There's a preconceived notion that '80s music is all about one-hit-wonders and bubblegum pop. But "We Got the Beat," "Turning Japanese," and "I Ran (So Far Away)" are the only tunes in Guitar Hero Encore: Rocks The 80s likely to be spun at a retro prom. The rest ricochet between punk, thrash, radio rock, and hair metal, following the same something-for-everyone song-selection ethos that helped make the series a smash hit.

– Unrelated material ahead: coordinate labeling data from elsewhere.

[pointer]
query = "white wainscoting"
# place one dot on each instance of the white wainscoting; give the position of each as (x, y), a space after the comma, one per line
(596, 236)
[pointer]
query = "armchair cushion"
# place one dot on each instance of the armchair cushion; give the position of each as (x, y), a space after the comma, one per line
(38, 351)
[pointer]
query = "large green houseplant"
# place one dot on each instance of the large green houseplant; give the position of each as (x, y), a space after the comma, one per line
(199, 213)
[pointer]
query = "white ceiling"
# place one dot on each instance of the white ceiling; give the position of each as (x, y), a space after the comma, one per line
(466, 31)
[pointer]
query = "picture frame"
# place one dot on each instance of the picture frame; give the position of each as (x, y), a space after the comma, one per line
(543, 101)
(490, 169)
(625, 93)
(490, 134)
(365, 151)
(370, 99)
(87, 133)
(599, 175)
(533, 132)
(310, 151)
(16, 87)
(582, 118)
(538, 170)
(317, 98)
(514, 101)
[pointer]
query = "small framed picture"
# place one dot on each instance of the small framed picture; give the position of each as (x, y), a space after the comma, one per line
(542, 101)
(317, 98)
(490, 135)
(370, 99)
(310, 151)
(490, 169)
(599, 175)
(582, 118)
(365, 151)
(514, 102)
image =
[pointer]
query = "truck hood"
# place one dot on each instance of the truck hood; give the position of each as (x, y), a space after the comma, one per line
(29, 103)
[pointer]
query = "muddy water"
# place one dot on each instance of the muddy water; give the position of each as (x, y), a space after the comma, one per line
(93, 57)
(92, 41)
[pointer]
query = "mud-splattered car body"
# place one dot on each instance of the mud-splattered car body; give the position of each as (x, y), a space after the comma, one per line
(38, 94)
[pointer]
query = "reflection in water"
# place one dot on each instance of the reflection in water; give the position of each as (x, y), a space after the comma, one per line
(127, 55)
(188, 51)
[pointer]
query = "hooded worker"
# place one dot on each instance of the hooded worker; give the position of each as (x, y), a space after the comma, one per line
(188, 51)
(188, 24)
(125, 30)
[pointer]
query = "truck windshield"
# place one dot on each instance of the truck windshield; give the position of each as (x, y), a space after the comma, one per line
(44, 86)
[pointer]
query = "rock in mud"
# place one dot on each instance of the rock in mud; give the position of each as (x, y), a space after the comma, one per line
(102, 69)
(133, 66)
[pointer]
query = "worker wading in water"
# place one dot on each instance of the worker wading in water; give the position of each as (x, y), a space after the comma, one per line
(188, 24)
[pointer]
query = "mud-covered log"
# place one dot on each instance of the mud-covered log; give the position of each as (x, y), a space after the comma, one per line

But in spite of some excellent, offbeat choices (like X's "Los Angeles" and Dead Kennedys' "Police Truck") the track list feels full of double-dips. Devoted Guitar Hero shredders have already rocked tracks by The Police, Anthrax, and Iron Maiden. And Krokus' cover of "Ballroom Blitz" is a cheap workaround of the game's self-imposed '80s-only rule. The larger issue is how little new content went into this expansion. The venues, menus, and characters are recycled from Guitar Hero II, with cursory bits of nostalgia slapped on top. Some of the additions are clever, like the tombstone stage prop etched with the letters PMRC. But these efforts don't do much to differentiate the game from other games. In fact, the preponderance of rock poster art makes the game feel like Guitar Hero 90s Rocks the 80s. Prior entries gave players a slew of playable songs by indie artists after they conquered the game. Guitar Hero Encore: Rocks The 80s must have blown its bonus-track budget on hairspray and Spandex.

Beyond the game: The Guitar Hero series has long been a collaboration between music-game maker Harmonix and peripheral manufacturer Red Octane. The two have split: Harmonix moved on to make Rock Band with EA, while Red Octane has allied with Activision to continue making Guitar Hero games. This game is the last to involve both parties. Hence the last-album-prior-to-breakup vibe.

Worth playing for: As a guitar-god simulator, this follow-up tickles all the right pleasure sensors. Strumming power chords, executing hammer-ons, and nailing difficult solos still feels good.

Frustration sets in when: Guitar Hero II's "Free Bird" is a tough act to follow. As a final encore, Extreme's virtuoso but extremely cheesy "Play With Me" doesn't seem worth the lighter fluid.

Final judgment: With no additional songs and a steep price tag, Guitar Hero Encore: Rocks The 80s is a disappointment of The Spaghetti Incident? proportions.